Search code examples
compressionhuffman-codedeflate

decompressor for deflate comprssed-data with fixed Huffman codes


I want to write a decompressor for deflate compressed-data with fixed Huffman codes. form the specification:

     BTYPE specifies how the data are compressed, as follows:

        00 - no compression
        01 - compressed with fixed Huffman codes
        10 - compressed with dynamic Huffman codes
        11 - reserved (error)

     The only difference between the two compressed cases is how the
     Huffman codes for the literal/length and distance alphabets are
     defined.

I want the decompressor to decompress the data when BTYPE=01 I know that I have to start by decoding the Huffman code then decompress the lz77 but when BTYPE=01 the Huffman tree isn’t stored with the compressed data

so how do I decode the Huffman code without having the tree ??

edited:

so the Huffman code will be something like this :

0 110000
1 110001
2 110010
144 110010000
145 110010001
255 111111111
256 0
257 1
258 10
259 11
260 100
279 10111
280 11000000
287 11000111

what I don’t get is if I encountered the code 10 how I can distinguish between the value 2 from the Distance codes and the value 258 since the values 0-23 and 256-297 have the same code


Solution

  • The fixed Huffman codes are pre-defined.

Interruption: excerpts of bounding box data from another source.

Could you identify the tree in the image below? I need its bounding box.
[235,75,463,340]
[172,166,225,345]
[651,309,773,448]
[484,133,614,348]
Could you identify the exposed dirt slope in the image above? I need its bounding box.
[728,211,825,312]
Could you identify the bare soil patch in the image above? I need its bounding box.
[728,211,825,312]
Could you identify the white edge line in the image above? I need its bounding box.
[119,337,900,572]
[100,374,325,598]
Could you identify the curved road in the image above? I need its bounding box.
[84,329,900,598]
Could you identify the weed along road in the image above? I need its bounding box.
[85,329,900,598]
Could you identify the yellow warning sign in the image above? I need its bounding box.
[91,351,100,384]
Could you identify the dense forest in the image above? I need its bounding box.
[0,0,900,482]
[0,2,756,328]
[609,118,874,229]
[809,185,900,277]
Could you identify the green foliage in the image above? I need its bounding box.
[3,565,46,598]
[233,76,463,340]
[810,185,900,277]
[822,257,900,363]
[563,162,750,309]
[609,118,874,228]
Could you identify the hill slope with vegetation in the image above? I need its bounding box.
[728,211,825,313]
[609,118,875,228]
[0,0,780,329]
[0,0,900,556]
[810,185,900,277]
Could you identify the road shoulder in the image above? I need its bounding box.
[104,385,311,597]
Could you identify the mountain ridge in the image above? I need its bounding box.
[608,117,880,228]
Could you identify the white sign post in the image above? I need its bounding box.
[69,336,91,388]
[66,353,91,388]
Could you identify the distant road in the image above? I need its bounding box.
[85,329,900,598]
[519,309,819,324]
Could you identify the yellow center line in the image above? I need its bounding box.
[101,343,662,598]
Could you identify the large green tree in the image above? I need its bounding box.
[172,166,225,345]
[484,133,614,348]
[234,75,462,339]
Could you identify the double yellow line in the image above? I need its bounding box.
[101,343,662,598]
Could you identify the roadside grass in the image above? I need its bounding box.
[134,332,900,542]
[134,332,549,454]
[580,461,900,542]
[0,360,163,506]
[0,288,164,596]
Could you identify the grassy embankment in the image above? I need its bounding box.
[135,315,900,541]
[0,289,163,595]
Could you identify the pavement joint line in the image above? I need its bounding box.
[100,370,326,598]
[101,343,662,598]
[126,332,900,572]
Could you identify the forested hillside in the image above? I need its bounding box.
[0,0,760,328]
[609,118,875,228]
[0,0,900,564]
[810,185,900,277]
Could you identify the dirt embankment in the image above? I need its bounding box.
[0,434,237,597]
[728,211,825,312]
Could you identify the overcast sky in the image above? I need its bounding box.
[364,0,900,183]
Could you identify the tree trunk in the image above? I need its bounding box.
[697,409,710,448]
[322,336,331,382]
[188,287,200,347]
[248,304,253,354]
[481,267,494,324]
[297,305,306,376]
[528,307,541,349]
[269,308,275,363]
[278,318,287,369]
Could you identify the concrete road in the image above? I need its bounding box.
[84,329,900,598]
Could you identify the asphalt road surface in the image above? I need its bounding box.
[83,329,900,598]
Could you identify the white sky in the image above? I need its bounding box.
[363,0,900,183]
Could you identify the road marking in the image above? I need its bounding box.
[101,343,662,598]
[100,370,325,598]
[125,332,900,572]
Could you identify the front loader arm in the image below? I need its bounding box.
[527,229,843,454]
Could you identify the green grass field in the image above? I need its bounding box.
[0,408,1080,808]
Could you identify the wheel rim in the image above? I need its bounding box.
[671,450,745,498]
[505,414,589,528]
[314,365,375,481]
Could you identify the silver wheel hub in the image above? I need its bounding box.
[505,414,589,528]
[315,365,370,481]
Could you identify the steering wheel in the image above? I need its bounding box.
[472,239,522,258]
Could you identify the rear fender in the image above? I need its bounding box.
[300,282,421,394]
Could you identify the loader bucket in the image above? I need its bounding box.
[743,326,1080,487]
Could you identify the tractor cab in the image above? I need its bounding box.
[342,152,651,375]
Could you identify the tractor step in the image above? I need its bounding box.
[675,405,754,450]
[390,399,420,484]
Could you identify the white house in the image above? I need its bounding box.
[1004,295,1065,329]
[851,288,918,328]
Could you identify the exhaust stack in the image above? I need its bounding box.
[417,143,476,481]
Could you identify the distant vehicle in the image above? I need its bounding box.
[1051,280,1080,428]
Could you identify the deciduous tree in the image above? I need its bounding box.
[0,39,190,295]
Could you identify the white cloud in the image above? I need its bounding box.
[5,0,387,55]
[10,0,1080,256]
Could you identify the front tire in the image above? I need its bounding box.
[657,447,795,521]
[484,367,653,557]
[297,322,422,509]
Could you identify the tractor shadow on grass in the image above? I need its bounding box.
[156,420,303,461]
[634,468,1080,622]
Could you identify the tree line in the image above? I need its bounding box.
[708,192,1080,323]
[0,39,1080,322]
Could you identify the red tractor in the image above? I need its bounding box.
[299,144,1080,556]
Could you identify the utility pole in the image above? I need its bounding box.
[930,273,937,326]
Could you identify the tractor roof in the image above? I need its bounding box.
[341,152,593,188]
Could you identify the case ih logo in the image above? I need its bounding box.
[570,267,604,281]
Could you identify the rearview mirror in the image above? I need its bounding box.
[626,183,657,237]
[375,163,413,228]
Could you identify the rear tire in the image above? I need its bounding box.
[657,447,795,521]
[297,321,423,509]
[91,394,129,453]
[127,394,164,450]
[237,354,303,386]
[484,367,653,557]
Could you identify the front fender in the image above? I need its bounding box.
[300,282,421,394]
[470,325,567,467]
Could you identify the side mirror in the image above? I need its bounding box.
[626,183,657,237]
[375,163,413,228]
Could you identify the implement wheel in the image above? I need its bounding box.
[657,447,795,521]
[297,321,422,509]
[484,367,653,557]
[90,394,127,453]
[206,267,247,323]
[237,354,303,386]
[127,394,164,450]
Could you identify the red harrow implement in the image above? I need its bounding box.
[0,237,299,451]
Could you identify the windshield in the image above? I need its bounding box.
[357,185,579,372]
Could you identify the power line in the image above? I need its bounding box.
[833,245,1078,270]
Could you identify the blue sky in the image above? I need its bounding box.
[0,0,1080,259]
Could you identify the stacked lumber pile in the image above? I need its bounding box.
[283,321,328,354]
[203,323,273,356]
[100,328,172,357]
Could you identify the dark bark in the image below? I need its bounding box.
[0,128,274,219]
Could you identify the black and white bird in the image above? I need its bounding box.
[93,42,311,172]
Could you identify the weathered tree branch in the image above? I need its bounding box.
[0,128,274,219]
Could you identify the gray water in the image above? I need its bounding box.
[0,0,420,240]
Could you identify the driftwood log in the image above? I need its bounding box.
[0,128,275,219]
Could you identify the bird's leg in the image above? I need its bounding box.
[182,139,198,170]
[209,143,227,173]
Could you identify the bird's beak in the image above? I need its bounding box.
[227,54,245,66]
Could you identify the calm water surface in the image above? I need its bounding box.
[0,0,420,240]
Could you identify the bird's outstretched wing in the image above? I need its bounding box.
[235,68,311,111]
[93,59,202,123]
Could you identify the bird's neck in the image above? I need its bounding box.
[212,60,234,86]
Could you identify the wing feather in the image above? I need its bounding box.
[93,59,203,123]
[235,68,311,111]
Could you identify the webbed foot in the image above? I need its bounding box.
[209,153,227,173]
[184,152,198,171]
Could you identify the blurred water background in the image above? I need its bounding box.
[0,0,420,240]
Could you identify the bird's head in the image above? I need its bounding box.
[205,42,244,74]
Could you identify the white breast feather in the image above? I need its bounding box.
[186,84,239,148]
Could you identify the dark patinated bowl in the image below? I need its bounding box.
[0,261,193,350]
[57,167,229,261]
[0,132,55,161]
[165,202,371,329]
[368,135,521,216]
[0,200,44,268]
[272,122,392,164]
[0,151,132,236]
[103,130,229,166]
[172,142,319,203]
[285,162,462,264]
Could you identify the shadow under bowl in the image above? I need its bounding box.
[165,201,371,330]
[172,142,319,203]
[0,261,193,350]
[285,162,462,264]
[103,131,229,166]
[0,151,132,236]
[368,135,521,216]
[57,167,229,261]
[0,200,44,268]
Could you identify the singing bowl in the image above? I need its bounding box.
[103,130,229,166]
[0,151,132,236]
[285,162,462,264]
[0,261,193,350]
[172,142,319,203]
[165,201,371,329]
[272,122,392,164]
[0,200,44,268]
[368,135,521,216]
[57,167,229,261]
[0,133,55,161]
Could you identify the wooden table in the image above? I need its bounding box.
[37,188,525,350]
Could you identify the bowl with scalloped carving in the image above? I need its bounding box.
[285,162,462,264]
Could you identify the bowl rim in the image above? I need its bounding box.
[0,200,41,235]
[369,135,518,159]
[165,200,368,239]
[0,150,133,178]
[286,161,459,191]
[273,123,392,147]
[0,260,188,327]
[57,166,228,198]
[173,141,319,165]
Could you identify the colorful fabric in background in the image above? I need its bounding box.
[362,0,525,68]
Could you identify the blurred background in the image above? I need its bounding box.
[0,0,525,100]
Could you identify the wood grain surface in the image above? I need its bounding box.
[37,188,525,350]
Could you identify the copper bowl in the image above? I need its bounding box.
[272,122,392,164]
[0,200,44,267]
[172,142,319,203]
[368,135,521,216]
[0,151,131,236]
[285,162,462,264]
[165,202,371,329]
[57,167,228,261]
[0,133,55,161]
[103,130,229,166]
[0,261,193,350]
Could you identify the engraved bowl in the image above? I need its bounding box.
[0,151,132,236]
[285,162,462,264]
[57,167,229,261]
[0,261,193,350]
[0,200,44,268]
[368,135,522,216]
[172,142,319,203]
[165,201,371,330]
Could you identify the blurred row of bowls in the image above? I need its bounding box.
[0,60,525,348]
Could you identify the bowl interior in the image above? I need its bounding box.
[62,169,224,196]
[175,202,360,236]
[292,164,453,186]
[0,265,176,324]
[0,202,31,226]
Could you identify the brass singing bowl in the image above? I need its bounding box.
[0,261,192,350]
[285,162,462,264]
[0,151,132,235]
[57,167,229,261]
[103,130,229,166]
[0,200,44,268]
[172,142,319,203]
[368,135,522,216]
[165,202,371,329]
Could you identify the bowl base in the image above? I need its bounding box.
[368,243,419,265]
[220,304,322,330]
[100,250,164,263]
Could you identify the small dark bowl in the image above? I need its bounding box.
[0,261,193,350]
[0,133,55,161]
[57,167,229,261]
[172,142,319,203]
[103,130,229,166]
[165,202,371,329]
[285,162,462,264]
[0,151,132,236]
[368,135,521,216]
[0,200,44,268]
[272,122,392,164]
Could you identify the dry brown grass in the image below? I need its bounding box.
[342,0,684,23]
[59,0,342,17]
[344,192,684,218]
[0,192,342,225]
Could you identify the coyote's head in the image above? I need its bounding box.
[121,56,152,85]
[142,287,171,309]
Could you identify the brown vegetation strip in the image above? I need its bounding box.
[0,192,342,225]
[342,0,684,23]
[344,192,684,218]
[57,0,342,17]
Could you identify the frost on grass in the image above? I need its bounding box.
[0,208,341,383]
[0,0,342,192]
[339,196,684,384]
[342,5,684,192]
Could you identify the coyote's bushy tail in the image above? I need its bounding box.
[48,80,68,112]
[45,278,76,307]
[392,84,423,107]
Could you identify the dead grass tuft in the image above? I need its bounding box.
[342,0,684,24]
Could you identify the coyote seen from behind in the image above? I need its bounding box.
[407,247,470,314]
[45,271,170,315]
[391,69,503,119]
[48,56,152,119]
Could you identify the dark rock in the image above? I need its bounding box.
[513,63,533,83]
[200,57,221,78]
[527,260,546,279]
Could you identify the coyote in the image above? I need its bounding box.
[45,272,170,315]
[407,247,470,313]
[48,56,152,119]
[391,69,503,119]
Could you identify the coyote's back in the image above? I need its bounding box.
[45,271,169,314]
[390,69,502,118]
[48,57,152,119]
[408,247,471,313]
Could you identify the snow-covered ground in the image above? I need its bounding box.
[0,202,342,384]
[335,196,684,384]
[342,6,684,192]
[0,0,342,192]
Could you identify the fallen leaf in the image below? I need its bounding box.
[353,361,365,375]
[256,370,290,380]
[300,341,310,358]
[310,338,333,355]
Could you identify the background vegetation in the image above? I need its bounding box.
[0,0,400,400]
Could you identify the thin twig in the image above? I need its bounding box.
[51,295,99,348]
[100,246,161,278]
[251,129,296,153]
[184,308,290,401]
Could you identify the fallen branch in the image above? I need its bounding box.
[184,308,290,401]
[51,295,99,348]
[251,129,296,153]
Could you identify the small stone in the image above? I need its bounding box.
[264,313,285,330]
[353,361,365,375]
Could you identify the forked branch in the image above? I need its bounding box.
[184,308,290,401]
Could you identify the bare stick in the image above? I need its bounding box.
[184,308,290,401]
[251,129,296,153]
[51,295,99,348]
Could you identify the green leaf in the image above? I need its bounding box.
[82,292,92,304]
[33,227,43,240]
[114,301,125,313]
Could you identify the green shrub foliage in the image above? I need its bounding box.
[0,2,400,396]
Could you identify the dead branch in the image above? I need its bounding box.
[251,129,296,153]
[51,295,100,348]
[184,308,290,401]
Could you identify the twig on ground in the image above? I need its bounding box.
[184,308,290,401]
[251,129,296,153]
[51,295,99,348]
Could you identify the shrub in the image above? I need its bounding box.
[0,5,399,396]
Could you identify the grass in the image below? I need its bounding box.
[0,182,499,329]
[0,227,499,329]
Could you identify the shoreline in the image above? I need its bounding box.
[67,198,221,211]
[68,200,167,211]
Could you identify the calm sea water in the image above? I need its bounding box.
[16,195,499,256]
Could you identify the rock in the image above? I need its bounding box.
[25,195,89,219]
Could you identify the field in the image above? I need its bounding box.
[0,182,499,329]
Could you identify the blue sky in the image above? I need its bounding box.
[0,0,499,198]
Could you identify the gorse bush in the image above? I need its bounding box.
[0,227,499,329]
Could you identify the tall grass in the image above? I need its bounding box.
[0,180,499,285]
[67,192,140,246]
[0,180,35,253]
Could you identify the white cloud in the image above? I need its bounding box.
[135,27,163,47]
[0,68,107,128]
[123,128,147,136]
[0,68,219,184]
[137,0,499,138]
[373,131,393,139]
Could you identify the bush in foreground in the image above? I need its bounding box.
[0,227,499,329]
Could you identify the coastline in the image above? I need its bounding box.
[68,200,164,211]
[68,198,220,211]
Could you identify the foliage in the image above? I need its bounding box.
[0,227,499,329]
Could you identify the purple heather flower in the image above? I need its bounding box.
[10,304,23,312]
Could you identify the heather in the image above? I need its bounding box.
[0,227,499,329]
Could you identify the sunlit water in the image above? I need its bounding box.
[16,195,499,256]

From RFC 1951:

    3.2.6. Compression with fixed Huffman codes (BTYPE=01)
    
         The Huffman codes for the two alphabets are fixed, and are not
         represented explicitly in the data.  The Huffman code lengths
         for the literal/length alphabet are:
    
                   Lit Value    Bits        Codes
                   ---------    ----        -----
                     0 - 143     8          00110000 through
                                            10111111
                   144 - 255     9          110010000 through
                                            111111111
                   256 - 279     7          0000000 through
                                            0010111
                   280 - 287     8          11000000 through
                                            11000111
    
         The code lengths are sufficient to generate the actual codes,
         as described above; we show the codes in the table for added
         clarity.  Literal/length values 286-287 will never actually
         occur in the compressed data, but participate in the code
         construction.
    
         Distance codes 0-31 are represented by (fixed-length) 5-bit
         codes, with possible additional bits as shown in the table
         shown in Paragraph 3.2.5, above.  Note that distance codes 30-
         31 will never actually occur in the compressed data.